57.まさかの理由
「おかしいですよ。おかしいですよ。世良様はあれから毎日、出歩いては魔力の持っている人間からその力を吸い上げています。」
セージがご両親から魔力を奪った日、被害者の二人は床に倒れた。
セージの魔力の吸引方法は相手の顔面を手のひらで覆うこと。
どう考えても相手から追及されそうな方法だったが、セージの異能は『洗脳』だ。
前後の記憶をまるっと消して、あたかも相手が貧血か何かで倒れたように装った。
「しかし、しかし、こんなやり方すぐに足が付きます!」
ケットシーはそう言ったが、私はそう思わなかった。
街中で出会った人はおそらく面識がないだろうし、人影で魔力を吸引し記憶を消してそのまま放置すれば、被害者は自力で起きて帰るか救急車で運ばれるかは分からないが、それで終わりだろう。
事件性がなければ警察は動かなし、他の魔法使いたちにも伝わらない。
何せ被害者が記憶を持っていないのだ。
「気づいたらめまいがして。」
その証言に対し誰が異議を唱えるのか。
仮に一連の行動が防犯カメラに写っていたとしても、誰かがその瞬間を目撃でもしていなければ不覚調べはしないだろうし、それぐらいは気を付けているはずだ。
「何で今になってと動き出した?」
セージの行動で変わったことといえば、朝から晩まで過ごしていた幼馴染グループへの参加が午後からになったぐらいで、午前中は魔力狩りを行っている。
その直前にいつもと違う何かがあったとすれば、半分以上聞き流していたグループ内のカップル成立ぐらいだ。
「(さすがにそれはないだろうし。‥‥もともと動き出す予定だった?)」
何て私の予想はすぐに覆る。
クー・シーの報告でセージが一瞬だけ殺意を放ったというまさかの行動。
一体何に対し、あれほどまでに仲の良かったグループでセージは感情を乱したのか、私はクー・シーに今日見てきたことを逐一教えて欲しいと頼んだ。
「うっそん…」
クー・シーがお使いで出来ることは何かを持って帰って来ることと、相手を監視すること。

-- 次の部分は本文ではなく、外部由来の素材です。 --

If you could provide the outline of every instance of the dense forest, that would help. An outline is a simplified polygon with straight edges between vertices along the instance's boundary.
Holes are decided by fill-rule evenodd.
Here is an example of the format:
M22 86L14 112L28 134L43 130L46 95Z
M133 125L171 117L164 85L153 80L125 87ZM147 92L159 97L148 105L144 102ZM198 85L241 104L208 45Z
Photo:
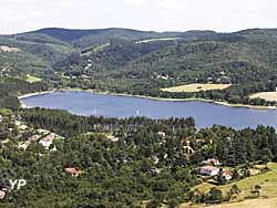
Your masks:
M1 200L6 208L173 208L189 200L222 202L230 196L222 196L217 188L195 198L193 187L203 183L197 173L203 160L218 158L224 167L234 167L235 180L239 180L236 168L277 160L277 134L271 127L196 131L193 118L116 119L40 108L24 110L20 117L31 132L50 129L65 139L54 142L55 150L37 143L23 150L18 139L28 137L12 133L9 143L0 137L1 173L27 180L27 186ZM185 150L187 146L193 153ZM71 176L66 167L78 167L80 175ZM244 177L249 177L247 171ZM226 183L219 176L217 180Z
M0 76L39 76L54 89L79 87L155 97L201 97L276 105L249 98L276 91L277 30L144 32L127 29L42 29L1 35ZM189 83L232 84L223 91L165 93Z

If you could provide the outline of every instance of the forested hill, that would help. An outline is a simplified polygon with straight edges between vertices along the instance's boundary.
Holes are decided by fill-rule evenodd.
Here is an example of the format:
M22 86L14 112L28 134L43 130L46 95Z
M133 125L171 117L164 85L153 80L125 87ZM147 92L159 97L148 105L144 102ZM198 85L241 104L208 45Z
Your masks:
M248 97L276 89L276 29L216 33L50 28L0 35L0 79L22 80L28 73L54 87L276 105ZM195 82L233 85L201 93L161 92Z

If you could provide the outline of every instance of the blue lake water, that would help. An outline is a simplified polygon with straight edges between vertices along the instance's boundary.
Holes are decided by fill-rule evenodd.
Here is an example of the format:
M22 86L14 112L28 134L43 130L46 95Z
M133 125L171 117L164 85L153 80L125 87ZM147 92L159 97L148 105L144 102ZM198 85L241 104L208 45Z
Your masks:
M136 115L151 118L192 116L197 127L219 124L244 128L263 124L277 128L277 110L228 107L205 102L154 101L88 92L54 92L21 101L29 107L66 110L72 114L86 116L101 115L119 118Z

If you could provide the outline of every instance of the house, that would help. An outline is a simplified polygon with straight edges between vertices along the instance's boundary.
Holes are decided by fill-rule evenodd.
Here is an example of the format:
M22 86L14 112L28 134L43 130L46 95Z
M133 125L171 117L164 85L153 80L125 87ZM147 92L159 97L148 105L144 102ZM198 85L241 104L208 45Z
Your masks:
M3 199L8 193L8 188L0 187L0 199Z
M38 132L38 134L43 134L43 135L45 135L45 134L50 134L51 132L50 131L48 131L48 129L38 129L37 131Z
M202 162L202 164L213 165L213 166L219 166L219 165L222 165L218 159L215 159L215 158L209 158L207 160L204 160L204 162Z
M64 170L71 174L71 176L75 176L75 177L82 174L82 170L80 170L78 167L68 167L68 168L64 168Z
M28 138L28 142L35 143L39 139L39 135L33 135Z
M165 134L164 132L158 132L157 135L158 135L158 136L162 136L162 137L165 137L165 136L166 136L166 134Z
M49 134L47 136L44 136L39 144L41 144L45 149L49 149L50 145L53 144L54 141L54 134Z
M228 170L224 170L223 171L223 176L225 177L226 180L230 180L232 179L230 171L228 171Z
M218 173L219 168L214 166L203 166L199 169L199 174L205 176L216 176Z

カメラ機能なんてものはなく、あくまでクー・シーが見て感じたものをケットシーに訳ししてもらい、自分で考察するしかないのだ。
そしてクー・シーの話では私がよくあることと聞き流したそのことがセージの殺意に関連していたというから再び驚くことしかできなかった。

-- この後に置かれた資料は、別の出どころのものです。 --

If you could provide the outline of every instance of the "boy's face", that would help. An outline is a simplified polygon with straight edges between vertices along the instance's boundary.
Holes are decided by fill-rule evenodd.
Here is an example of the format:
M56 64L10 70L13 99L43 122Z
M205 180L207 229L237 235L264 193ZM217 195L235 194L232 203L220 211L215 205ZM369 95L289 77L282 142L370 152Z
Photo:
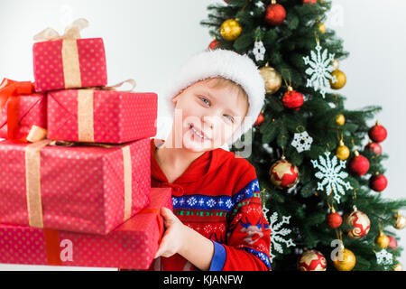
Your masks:
M174 97L175 135L181 132L182 147L204 152L226 144L248 111L247 99L238 91L235 85L212 88L210 79L205 79Z

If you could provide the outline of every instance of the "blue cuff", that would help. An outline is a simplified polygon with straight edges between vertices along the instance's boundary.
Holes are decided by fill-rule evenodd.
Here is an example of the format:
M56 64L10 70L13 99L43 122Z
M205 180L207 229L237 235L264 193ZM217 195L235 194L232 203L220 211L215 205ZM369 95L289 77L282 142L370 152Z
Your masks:
M211 240L214 245L214 254L211 259L210 271L222 271L226 263L226 248L223 245Z

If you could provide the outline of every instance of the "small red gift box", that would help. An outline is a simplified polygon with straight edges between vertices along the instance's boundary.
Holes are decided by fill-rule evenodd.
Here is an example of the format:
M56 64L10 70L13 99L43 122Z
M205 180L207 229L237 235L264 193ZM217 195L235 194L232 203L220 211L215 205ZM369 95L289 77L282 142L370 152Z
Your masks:
M60 35L47 28L34 36L33 72L36 91L105 86L106 52L101 38L80 39L88 21L78 19Z
M123 144L156 135L152 92L67 89L48 93L48 138Z
M171 188L152 188L151 204L106 236L0 225L0 263L148 269L163 233Z
M50 143L0 142L1 224L105 235L149 204L149 139Z
M33 83L5 79L0 84L0 137L37 141L46 135L44 94L34 93Z
M22 95L17 98L18 101L18 130L16 139L26 137L32 126L47 127L47 103L45 95L33 93ZM0 137L8 138L7 131L7 105L5 104L0 115Z

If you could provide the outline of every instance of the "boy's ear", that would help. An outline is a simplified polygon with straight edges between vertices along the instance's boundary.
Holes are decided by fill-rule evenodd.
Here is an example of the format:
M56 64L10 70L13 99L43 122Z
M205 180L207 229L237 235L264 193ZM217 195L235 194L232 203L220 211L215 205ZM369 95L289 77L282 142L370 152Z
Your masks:
M178 94L176 97L173 97L172 99L171 99L175 105L178 102L179 97L180 94Z

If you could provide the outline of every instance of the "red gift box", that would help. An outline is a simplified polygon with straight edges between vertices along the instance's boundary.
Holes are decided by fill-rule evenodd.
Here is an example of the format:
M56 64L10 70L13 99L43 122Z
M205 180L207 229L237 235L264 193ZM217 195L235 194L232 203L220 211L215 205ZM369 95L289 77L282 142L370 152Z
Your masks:
M39 42L32 47L36 91L107 84L103 40L80 39L80 31L88 26L88 20L80 18L62 35L46 28L34 36Z
M37 42L32 51L36 91L107 84L106 52L101 38Z
M48 138L123 144L156 135L152 92L67 89L48 93Z
M150 140L125 145L0 142L0 223L107 234L151 198Z
M0 263L148 269L163 233L171 188L152 188L151 204L106 236L0 225Z

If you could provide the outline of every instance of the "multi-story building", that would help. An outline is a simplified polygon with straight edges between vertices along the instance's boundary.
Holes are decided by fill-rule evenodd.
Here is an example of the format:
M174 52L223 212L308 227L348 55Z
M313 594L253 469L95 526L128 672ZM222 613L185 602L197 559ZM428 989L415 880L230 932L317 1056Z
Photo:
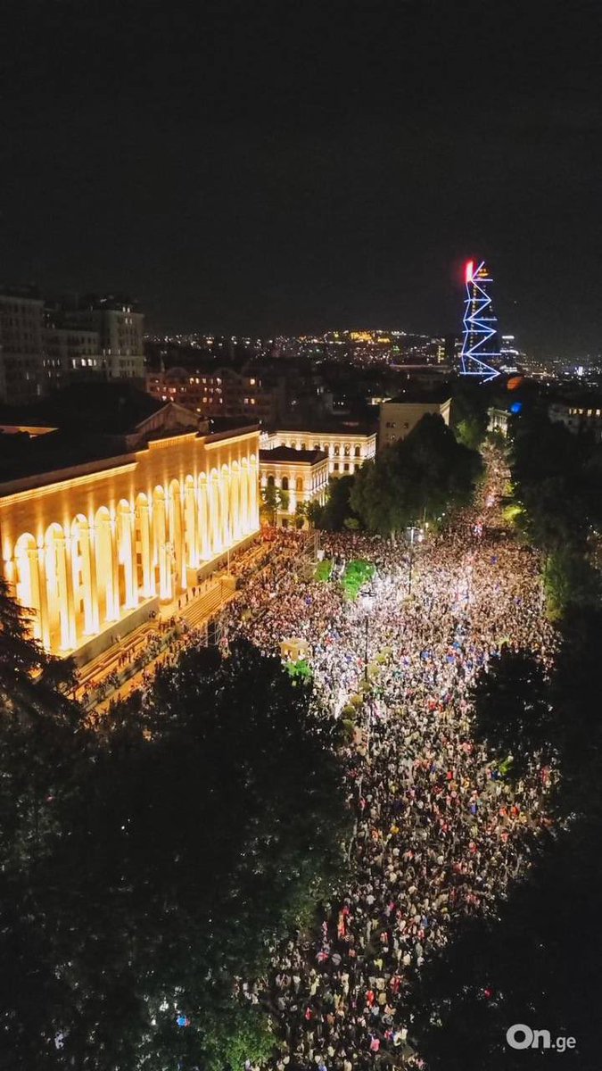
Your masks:
M492 406L487 409L487 432L497 432L506 438L508 436L508 428L510 427L509 410Z
M451 396L448 390L424 393L408 390L390 402L383 402L379 412L378 449L405 439L427 412L438 413L449 424Z
M153 397L177 401L199 417L243 417L267 425L283 405L282 377L267 381L257 373L234 368L169 368L149 373L146 382Z
M285 493L286 508L277 511L277 523L286 528L299 521L305 524L299 506L318 502L322 506L328 495L328 456L321 450L297 450L292 447L274 447L259 451L261 489L272 486Z
M104 376L101 336L71 323L60 305L47 305L43 332L45 392L77 379Z
M352 476L376 454L376 432L359 423L322 423L313 431L279 429L261 437L264 451L280 447L321 451L328 457L329 477Z
M90 295L69 311L70 326L97 332L108 379L144 379L144 322L130 298L119 295Z
M108 396L99 403L99 424L112 412L119 434L11 436L2 464L2 574L45 649L80 662L259 527L257 426L205 435L186 410L147 395L131 426L123 397L121 409Z
M144 378L144 316L126 298L45 304L34 287L0 290L0 401L22 405L94 374Z
M548 406L547 414L551 421L563 424L573 435L589 432L597 442L602 442L602 398L600 396L586 394L573 401L553 402Z
M15 405L44 393L44 300L35 287L0 289L0 399Z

セージが仲の良い友人に対して殺意を放ったのは、件のカップルがデートをすると言い明日は来ないと言ったときのことだった。
「…その女の子のことが好きだったとか?」
普通に考えればそれが自然だ。
「しかし、しかし。世良様はその日までは特別その方に何か感情を向けることなく、淡々と過ごしていたとクー・シーは言っております。」
誰かの恋人になったことで自分の気持ちに気づいた。
それもおかしな話ではない。しかしセージだ。
どうにも腑に落ちなかった。
「それで?何かアクションは起こしたの?」
二人の間を邪魔するなり、機嫌を損ねるなり何かあっただろうと聞いてみればクー・シーは首を横に振った。
セージは感情を表に出さないようで意外と短気だ。
少なくとも物語を読んできたときはそう思っていた。
まだ半年も一緒にいない彼からそう言った印象は見受けられないが、特別仲の良い友人たち相手ならばもっと素直に感情表現しそうなものだとますますわからなくなった。
原因。
それは本当に幼馴染の中からカップルが生まれたことなんだろうか?
仮にそうだったとして、それが殺意に変わる理由はなんだ?
叶わぬ恋に身を焦がし、後れを取った自分にかはたまた、奪い去ったその恋人か、どちらにせよセージには似合わないと思った。
「(似合わないと言ってもセージもまだ13歳。私が勝手にセージを作り上げただけ?)」
そう思ったら何となく残念なような、もの悲しいような憂鬱な気分になった。